John Mulcahy, one of Ireland's leading publishers for almost five decades and the owner of magazines including the Phoenix and the Irish Arts Review, has died in Dublin. He was 86.
Mr Mulcahy also sat on the board of the National Gallery of Ireland and was an accomplished author. He had been ill for more than a year and his last edition of the quarterly Arts Review was published this week.
He was born in 1932 in Perth, Australia but grew up in Ireland after being brought to the State at the age of three following the death of his father, who was just 33-years-old.
His family settled in Ballinakill, Co Laois and he was sent to Clongowes Wood College in Co Kildare before going on to study economics and history at Trinity College, Dublin.
After he graduated from university, Mr Mulcahy travelled to Canada where he worked first for an investment management company and then as a columnist for the Montreal Financial Times.
He married Nuala O’Farrell in New York in 1957 and the couple returned to Ireland in the 1960s.
He acquired Hibernia Magazine in 1968 which ultimately morphed into the Sunday Tribune in 1981, although he was not involved in the newspaper's short-lived first iteration for long.

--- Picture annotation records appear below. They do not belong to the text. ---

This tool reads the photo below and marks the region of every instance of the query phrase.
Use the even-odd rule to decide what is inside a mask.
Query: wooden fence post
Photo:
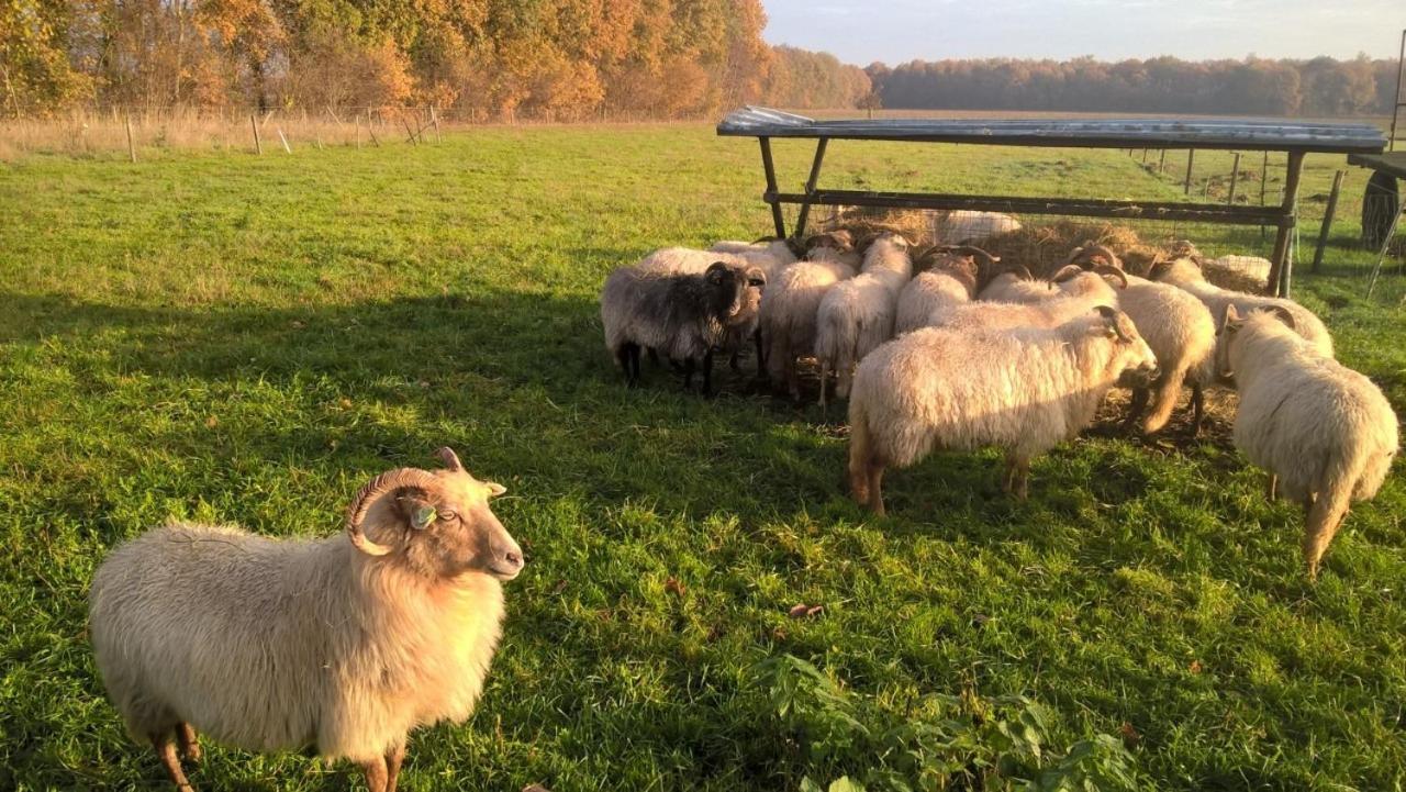
[[[1234,204],[1234,186],[1240,181],[1240,152],[1234,152],[1234,165],[1230,166],[1230,197],[1227,204]]]
[[[1264,190],[1270,183],[1270,152],[1265,149],[1264,160],[1260,163],[1260,205],[1264,205]],[[1264,226],[1260,226],[1260,242],[1264,242]]]
[[[1333,229],[1333,214],[1337,211],[1337,193],[1343,189],[1343,176],[1347,172],[1339,170],[1333,174],[1333,191],[1327,194],[1327,210],[1323,212],[1323,226],[1319,228],[1319,243],[1313,249],[1313,273],[1323,264],[1323,246],[1327,245],[1327,235]]]

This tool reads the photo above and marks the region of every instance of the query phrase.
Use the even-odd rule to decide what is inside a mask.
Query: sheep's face
[[[1157,262],[1147,273],[1147,279],[1170,284],[1197,283],[1205,280],[1201,274],[1201,267],[1197,266],[1197,262],[1188,257]]]
[[[1128,318],[1128,314],[1099,305],[1097,308],[1104,321],[1094,329],[1114,343],[1112,370],[1118,371],[1118,385],[1123,388],[1146,388],[1161,374],[1157,369],[1157,356],[1152,347],[1137,333],[1137,326]]]
[[[742,312],[747,305],[748,269],[727,262],[713,262],[703,273],[707,284],[707,301],[711,314],[727,321]],[[762,286],[766,276],[762,276]]]
[[[523,568],[523,551],[498,522],[488,499],[502,484],[478,481],[468,471],[434,473],[439,487],[406,487],[395,494],[405,526],[405,561],[416,571],[451,578],[482,573],[512,580]]]
[[[474,478],[449,449],[440,457],[446,470],[392,470],[363,488],[347,515],[352,543],[429,578],[517,577],[522,549],[488,506],[503,485]]]
[[[924,264],[928,267],[928,272],[956,279],[966,287],[967,297],[976,294],[980,266],[972,256],[962,256],[957,253],[935,253],[929,256]]]

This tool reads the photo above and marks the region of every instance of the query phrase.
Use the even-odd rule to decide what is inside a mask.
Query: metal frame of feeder
[[[976,210],[1121,219],[1197,221],[1229,225],[1272,225],[1278,229],[1270,259],[1268,291],[1288,295],[1289,241],[1298,222],[1299,176],[1306,153],[1378,153],[1386,148],[1381,129],[1368,124],[1285,120],[1077,118],[1077,120],[948,120],[886,118],[815,121],[765,107],[745,107],[717,125],[724,136],[756,138],[762,149],[766,191],[778,238],[787,238],[782,204],[799,204],[796,228],[806,232],[814,205],[853,205],[914,210]],[[815,156],[803,193],[776,186],[772,139],[814,139]],[[1129,201],[1104,198],[1031,198],[1014,196],[957,196],[820,189],[820,172],[830,141],[903,141],[987,146],[1062,146],[1104,149],[1227,149],[1285,152],[1288,166],[1279,205],[1227,205],[1187,201]]]

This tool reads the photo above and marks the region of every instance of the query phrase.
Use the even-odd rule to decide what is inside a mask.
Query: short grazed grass
[[[808,148],[778,149],[800,181]],[[605,273],[765,234],[756,160],[704,125],[641,125],[0,166],[0,788],[166,785],[89,651],[114,543],[173,516],[328,535],[366,478],[440,445],[509,487],[495,509],[530,561],[479,712],[416,736],[406,789],[785,788],[806,768],[752,671],[783,653],[900,719],[934,694],[1031,696],[1062,746],[1126,737],[1149,789],[1402,785],[1399,471],[1308,585],[1298,509],[1264,501],[1223,432],[1095,432],[1036,461],[1025,504],[995,454],[934,457],[891,474],[875,519],[814,407],[745,378],[713,401],[662,371],[624,390]],[[1116,152],[827,160],[875,189],[1178,194]],[[1339,165],[1310,160],[1305,190]],[[1403,290],[1365,301],[1368,262],[1333,249],[1296,287],[1402,409]],[[824,611],[787,618],[799,602]],[[208,757],[201,789],[350,777]]]

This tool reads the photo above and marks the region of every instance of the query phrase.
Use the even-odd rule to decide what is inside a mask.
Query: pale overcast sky
[[[890,66],[943,58],[1395,59],[1406,0],[762,0],[770,44]]]

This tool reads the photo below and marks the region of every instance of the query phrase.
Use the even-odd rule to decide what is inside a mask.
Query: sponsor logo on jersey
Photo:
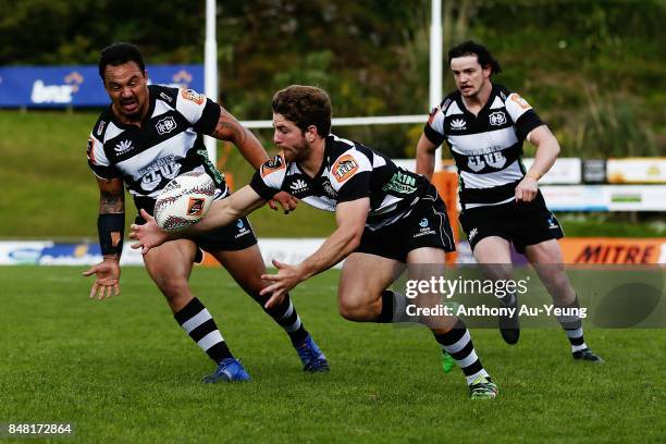
[[[194,215],[198,218],[203,214],[203,202],[205,200],[200,197],[190,197],[187,202],[187,215]]]
[[[206,96],[195,91],[194,89],[181,89],[181,96],[183,96],[185,100],[193,101],[197,104],[201,104],[206,101]]]
[[[175,119],[173,119],[173,115],[168,115],[164,119],[160,119],[155,127],[160,136],[171,133],[176,127]]]
[[[525,100],[522,97],[520,97],[516,92],[509,96],[509,100],[516,102],[516,104],[518,104],[523,110],[529,110],[530,108],[532,108],[530,103],[527,102],[527,100]]]
[[[489,119],[491,125],[499,126],[506,123],[506,115],[504,114],[504,111],[495,111],[491,113]]]
[[[502,151],[489,152],[482,156],[470,156],[467,158],[467,166],[478,173],[483,170],[486,165],[495,170],[502,170],[506,164],[506,158]]]
[[[551,214],[551,217],[548,218],[548,230],[557,230],[557,229],[559,229],[557,219],[555,219],[555,215]]]
[[[99,125],[97,125],[97,135],[99,137],[101,137],[102,133],[104,132],[104,126],[107,125],[107,122],[101,121],[99,122]]]
[[[350,155],[345,155],[333,164],[333,176],[338,183],[343,183],[356,173],[358,162]]]
[[[308,187],[308,184],[306,184],[303,178],[299,178],[296,182],[294,182],[292,185],[289,185],[289,189],[295,193],[304,192],[307,187]]]
[[[469,232],[469,236],[467,236],[470,240],[472,240],[476,236],[477,233],[479,233],[479,229],[473,227],[470,232]]]
[[[132,145],[132,140],[122,140],[115,144],[115,147],[113,148],[113,150],[115,151],[115,153],[121,156],[130,151],[133,148],[134,148],[134,145]]]
[[[382,187],[382,192],[396,192],[400,194],[412,194],[417,190],[416,177],[397,171],[391,181]]]
[[[173,155],[160,158],[148,166],[140,169],[137,173],[141,176],[141,188],[147,192],[152,192],[162,182],[163,178],[171,181],[178,175],[181,164],[175,161]]]
[[[465,119],[454,119],[451,121],[451,128],[452,130],[466,130],[467,128],[467,122],[465,122]]]
[[[281,151],[274,158],[261,165],[261,177],[266,177],[272,172],[282,170],[285,168],[285,165],[284,152]]]

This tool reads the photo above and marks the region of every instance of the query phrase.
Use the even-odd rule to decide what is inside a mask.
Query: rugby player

Instead, he turned his attention to the satirical Phoenix which he launched in 1983. Mr Mulcahy was the as owner and editor of the magazine for many years and was also the voice of 'Goldhawk' on radio ads broadcast for decades.
In the early 1990s, Mr Mulcahy founded a magazine in London called the Digger.
In 2002, he added the Irish Arts Review to his portfolio and six years later was appointed to the board of the National Gallery.
Mr Mulcahy is survived by wife Nuala and seven children, Nick, Michael, Stephen, Brigid, Jack, Hugh and Aengus. He was predeceased by his daughter Natasha.